7 practical takeaways from the EDPB Guidelines 07/2020 (by Herbert Smith Freehills)

I remember myself criticising new EDPB Guidelines 07/2020 for obvious mistakes in choosing an approach for giving explanations:

https://virtualshadows.wordpress.com/2020/09/13/do-new-guidelines-07-2020-on-the-concepts-of-controller-and-processor-in-the-gdpr-guidelines-really-help-to-identify-joint-controllership/

Today I came across an article from Herbert Smith Freehills (see the link below) and, ironically, found the same thought I had a month ago: “the guidelines do not appear to add much clarity with respect to the concept of joint controllers and when such a relationship will arise” and “tests will only serve to complicate matters further by requiring additional layers of analysis”.

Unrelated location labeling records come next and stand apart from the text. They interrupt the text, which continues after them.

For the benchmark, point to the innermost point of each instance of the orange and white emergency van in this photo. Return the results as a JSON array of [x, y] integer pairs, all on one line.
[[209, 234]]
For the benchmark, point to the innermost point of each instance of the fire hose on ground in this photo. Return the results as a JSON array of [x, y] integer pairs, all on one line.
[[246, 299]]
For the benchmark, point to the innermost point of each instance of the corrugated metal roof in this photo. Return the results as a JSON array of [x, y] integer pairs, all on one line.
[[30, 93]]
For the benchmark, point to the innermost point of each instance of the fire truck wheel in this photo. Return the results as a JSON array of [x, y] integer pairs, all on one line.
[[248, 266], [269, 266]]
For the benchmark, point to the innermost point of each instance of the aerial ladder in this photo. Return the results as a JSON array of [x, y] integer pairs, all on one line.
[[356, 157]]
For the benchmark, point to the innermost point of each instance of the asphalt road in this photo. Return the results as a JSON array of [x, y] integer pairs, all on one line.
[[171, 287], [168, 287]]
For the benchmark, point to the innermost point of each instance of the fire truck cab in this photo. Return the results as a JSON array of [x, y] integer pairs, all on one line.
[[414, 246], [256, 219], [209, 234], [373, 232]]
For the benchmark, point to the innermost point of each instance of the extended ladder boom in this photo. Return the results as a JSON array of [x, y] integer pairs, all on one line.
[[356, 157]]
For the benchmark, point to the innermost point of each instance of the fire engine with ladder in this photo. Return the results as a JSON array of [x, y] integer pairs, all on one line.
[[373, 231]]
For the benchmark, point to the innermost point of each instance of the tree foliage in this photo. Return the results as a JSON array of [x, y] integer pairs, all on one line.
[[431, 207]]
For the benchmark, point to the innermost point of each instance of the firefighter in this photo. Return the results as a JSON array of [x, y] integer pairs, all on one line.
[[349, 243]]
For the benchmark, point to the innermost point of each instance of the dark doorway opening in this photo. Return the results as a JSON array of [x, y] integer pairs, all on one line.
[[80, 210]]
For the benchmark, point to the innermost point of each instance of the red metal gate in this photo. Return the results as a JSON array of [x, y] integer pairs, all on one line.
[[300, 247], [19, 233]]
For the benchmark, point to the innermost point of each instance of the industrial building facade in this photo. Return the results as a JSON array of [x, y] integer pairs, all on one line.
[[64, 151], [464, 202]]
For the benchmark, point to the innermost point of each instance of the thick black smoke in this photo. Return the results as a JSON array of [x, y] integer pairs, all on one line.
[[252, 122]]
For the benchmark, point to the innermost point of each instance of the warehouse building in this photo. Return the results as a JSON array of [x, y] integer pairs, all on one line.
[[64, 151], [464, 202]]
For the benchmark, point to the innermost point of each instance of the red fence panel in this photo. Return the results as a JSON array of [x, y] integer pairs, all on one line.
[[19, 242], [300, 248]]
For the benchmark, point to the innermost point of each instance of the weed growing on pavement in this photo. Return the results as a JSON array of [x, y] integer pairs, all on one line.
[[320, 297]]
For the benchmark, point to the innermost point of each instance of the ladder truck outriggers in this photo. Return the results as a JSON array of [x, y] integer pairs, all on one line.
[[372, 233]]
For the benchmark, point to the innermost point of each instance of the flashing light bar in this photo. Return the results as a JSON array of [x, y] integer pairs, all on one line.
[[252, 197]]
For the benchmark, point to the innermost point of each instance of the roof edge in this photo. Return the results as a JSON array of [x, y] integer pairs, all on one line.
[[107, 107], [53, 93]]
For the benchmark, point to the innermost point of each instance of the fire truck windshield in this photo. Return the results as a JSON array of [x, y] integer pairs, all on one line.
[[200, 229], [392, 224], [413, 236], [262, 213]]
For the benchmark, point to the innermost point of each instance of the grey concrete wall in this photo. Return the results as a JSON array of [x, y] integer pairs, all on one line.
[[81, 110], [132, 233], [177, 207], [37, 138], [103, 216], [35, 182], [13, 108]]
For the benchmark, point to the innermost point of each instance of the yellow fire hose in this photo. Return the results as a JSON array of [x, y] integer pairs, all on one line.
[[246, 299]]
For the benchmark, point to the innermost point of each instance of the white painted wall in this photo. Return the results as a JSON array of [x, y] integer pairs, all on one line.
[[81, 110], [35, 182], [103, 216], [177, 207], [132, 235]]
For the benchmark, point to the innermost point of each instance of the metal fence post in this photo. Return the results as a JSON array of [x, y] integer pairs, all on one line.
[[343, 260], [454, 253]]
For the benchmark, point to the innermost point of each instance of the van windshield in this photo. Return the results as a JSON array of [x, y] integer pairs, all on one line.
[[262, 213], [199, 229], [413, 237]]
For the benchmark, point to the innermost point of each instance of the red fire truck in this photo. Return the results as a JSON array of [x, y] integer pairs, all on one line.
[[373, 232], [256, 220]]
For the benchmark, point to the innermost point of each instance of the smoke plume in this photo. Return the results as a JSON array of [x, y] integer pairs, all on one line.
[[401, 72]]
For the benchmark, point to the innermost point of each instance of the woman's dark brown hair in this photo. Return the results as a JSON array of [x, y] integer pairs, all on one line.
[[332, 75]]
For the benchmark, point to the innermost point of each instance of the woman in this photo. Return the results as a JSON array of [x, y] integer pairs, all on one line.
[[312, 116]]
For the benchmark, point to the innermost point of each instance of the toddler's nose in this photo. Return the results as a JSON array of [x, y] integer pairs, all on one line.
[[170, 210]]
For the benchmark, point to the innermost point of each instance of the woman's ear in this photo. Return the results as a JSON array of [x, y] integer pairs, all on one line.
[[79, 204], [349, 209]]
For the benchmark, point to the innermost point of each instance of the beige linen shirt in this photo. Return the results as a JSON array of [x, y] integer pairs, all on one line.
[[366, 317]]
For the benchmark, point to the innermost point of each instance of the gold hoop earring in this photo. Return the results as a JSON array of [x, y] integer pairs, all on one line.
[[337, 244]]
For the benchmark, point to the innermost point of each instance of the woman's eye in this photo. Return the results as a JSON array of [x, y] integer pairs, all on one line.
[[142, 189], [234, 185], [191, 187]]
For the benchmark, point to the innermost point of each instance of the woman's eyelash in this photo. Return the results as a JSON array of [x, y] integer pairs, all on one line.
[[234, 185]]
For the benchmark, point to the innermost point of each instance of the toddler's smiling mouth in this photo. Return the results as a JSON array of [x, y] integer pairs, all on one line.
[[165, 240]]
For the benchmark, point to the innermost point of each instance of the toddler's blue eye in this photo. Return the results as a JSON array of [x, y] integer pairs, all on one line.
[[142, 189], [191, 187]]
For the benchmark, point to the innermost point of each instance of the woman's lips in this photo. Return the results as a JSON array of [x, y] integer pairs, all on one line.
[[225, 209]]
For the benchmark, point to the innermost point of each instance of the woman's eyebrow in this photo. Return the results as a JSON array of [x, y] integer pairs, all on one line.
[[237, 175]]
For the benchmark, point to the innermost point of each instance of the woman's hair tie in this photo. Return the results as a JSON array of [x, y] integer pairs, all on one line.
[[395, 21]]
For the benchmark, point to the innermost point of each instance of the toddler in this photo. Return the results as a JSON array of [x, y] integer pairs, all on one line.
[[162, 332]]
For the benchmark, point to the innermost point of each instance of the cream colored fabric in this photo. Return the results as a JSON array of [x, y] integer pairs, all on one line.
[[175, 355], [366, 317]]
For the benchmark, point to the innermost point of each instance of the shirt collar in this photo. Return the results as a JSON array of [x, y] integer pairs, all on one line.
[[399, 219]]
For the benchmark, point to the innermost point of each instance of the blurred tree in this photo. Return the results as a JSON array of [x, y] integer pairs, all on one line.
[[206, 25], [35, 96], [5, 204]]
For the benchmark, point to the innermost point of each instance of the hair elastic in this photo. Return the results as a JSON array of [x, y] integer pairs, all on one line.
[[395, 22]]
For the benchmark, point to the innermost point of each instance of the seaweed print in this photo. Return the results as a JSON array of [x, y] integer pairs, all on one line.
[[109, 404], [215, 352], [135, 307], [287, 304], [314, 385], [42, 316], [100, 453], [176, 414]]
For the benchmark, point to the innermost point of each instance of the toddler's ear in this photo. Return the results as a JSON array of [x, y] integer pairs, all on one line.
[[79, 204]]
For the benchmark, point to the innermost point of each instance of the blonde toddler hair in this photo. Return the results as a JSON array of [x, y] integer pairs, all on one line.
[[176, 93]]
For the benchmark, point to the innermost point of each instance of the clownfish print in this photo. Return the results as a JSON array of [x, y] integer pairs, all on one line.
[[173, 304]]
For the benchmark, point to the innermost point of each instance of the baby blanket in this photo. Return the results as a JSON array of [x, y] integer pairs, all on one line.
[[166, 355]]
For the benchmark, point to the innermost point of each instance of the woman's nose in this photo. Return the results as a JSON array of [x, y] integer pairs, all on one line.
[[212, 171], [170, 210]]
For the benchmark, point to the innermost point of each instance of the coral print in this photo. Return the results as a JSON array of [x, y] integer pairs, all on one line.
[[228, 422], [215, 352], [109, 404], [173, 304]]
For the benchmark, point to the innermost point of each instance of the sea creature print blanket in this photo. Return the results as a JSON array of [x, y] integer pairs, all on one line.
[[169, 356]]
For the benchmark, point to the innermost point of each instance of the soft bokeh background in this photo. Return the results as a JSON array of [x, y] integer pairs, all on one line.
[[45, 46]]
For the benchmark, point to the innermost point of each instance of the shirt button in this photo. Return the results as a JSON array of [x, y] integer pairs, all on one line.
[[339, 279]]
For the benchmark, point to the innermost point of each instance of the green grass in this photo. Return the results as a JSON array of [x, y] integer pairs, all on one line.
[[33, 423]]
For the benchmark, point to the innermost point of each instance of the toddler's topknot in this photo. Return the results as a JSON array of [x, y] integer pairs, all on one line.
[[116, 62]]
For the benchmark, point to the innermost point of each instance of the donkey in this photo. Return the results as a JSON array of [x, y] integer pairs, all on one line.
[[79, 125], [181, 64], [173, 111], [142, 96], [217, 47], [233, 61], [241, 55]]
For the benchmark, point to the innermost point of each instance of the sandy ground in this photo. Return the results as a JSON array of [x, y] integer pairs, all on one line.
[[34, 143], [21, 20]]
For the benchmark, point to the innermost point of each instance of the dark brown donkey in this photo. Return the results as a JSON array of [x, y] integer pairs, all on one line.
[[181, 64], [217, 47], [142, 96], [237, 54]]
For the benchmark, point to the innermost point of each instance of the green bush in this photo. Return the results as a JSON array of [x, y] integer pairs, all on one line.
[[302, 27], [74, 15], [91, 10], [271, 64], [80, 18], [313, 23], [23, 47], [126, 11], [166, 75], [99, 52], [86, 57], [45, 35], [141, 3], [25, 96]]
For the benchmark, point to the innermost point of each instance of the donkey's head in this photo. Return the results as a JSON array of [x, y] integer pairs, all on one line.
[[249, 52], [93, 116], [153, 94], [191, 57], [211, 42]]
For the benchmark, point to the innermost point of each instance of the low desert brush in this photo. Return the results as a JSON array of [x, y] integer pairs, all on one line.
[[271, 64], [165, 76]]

Exactly! So obvious! Why there hasn’t been any talks on this before?! EDPB often does great things, but sometimes (like all humans, I believe) it may produce shit.

Authors of the article tried to outline 7 practical takeaways from the guidelines. An attempt to squeeze (at least) something useful out? You decide. My point here is that the guidelines partly add little new to the landscape we saw and learnt before, partly – create misunderstanding and ambiguity and, indeed, “complicate matters further”, thus making a step backward from ‘old’ WP29 Opinion 1/2010.